In Princess Mononoke, the genesis of the rageful boar is a bullet from the gun of a character who is not purely evil. Instead, Lady Eboshi is a firm leader who is good to her people. However, her desire for dominion over the natural world has put the balance between humans and nature out of whack. This desire for power has clouded her ability to see the damage that she is inflicting on the world around her. Thankfully, Ashitaka has such immense inner strength that he is able to resist the rage that fights to overtake him. His clarity of vision allows him to address each of his conflicts with an open heart and a desire for peace. Rather than see Lady Eboshi as a foe to defeat, he challenges her with respect and empathy. Eventually, at the moment of calamity, he helps to restore her vision and together they take steps to shift the world back into balance.
The classic hero’s journey in the West is not usually this complex or nuanced. In Star Wars, or World War II movies, the stories we tell tend to paint the villain as power-mad; purely evil. In these scenarios, the only way to restore balance is to vanquish the villain completely. However, true balance is not restored by annihilating an opposing force. The word balance has many different connotations, and while it can describe the state of being in harmony, some of the definitions point to the ACTIVE nature of the verb. These definitions clarify the idea that maintaining balance requires direct action.

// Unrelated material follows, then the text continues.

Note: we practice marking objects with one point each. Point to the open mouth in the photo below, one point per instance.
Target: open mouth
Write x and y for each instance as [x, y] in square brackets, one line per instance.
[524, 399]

“equipoise between contrasting, opposing, or interacting elements < … the balance we strike between security and freedom. — Earl Warren>
In this understanding, being in balance is far from restful or static, but instead requires constant attention and action, involving a push and pull between opposing forces. Again, that idea of yin and yang. Due to the power of gravitational pull, water constantly seeks a low point. Yet it’s own internal gravitational pull causes it to form into droplets. The conflict between moving towards beading up into droplets, and the pull of the external force of gravity, is far from static. The drop hanging off the grass in the above image is not long for the world. In this case, this conflict between balance and imbalance creates a point of interest.
As the quote from Earl Warren makes clear, balance is not only relevant in regards to physical forces, but to emotional ones as well. Throughout the course of known history the conflict between differing philosophies has resulted in a pattern of change whereby one idea overcomes another opposite idea. It is not simply a case of good battling evil. We can also see the will for power versus the will towards god, or the will of the people versus the will of the individual who wants power. Sometimes these changes are seen in the form of a “revolution”. At other times the change happens in such small increments that we only notice that they have occurred in retrospect.
Now is the time for response rather than reaction. Stay in the moment and don’t let rage or anxiety overtake and blind you. Stand up. Fight back.